Derek Woodgate was inspired to include Experimental Geography in this event after reading the book of the same name edited by Nato Thompson who is a curator at Creative Time, as well as a writer and activist. Thompson was formerly a curator at MASS MoCA, where his exhibitions included The Interventionists: Art in the Social Sphere and Ahistoric Occasion: Artists Making History.

The task of the geographer is to alert us to what is directly in front of us, while the task of the experimental geographer—an amalgam of scientist, artist, and explorer—is to do so in a manner that deploys aesthetics, ambiguity, poetry, and a dash of empiricism.

The manifestations of “experimental geography” (a term coined by geographer Trevor Paglen in 2002) run the gamut of contemporary art practice today: sewn cloth cities that spill out of suitcases, bus tours through water treatment centers, performers climbing up the sides of buildings, and sound art. In the hands of contemporary artists, the study of humanity’s engagement with the earth’s surface becomes a riddle best solved in experimental fashion.

We see the role of Experimental Geography as one that provides a more immersive and interactive involvement in the deeper as well as the broader layers of the subject matter.
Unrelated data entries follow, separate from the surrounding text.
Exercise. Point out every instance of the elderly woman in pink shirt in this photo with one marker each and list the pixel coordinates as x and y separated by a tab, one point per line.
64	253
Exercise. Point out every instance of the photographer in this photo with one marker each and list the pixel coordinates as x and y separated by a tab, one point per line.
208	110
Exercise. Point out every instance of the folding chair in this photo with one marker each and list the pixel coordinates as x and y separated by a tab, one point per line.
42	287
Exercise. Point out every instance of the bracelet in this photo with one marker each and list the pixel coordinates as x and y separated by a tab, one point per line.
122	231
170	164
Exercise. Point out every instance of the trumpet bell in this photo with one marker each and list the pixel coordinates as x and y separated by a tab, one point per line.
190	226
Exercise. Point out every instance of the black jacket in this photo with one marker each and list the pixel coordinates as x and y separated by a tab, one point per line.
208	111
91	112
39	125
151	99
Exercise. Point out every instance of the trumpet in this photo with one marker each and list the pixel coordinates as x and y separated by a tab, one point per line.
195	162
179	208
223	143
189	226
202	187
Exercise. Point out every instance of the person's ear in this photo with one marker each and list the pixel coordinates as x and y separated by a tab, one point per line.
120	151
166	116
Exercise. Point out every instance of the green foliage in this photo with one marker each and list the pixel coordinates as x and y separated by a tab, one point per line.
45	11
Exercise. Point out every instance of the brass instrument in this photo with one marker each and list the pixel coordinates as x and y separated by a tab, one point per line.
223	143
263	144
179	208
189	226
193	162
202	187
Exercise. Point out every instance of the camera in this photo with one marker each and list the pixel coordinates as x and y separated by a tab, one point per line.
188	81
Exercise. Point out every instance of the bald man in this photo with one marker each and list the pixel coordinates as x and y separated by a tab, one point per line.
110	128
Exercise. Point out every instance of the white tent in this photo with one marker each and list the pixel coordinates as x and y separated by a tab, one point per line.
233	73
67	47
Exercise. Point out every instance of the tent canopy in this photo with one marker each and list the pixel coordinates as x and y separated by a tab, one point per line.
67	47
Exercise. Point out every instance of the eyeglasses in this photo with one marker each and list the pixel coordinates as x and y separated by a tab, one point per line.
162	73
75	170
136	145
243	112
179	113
It fosters an experiential approach to learning and teaching geography generating fresh perspectives on the scope of the subject and new structures for curricula.  

The History of Teaching Tech
Matt Burge

An exploration of technologies and techniques through the ages to the modern day that have been essential to the development of teaching practices and methods.

The History of Teaching Tech is a multiscreen experience where the viewer is invited to participate in the execution/triggering of content. 

Utilizing projection mapping and VJing techniques, the History of Teaching Tech provides the audience with an interactive experience through realtime image sequencing and interactive imaging.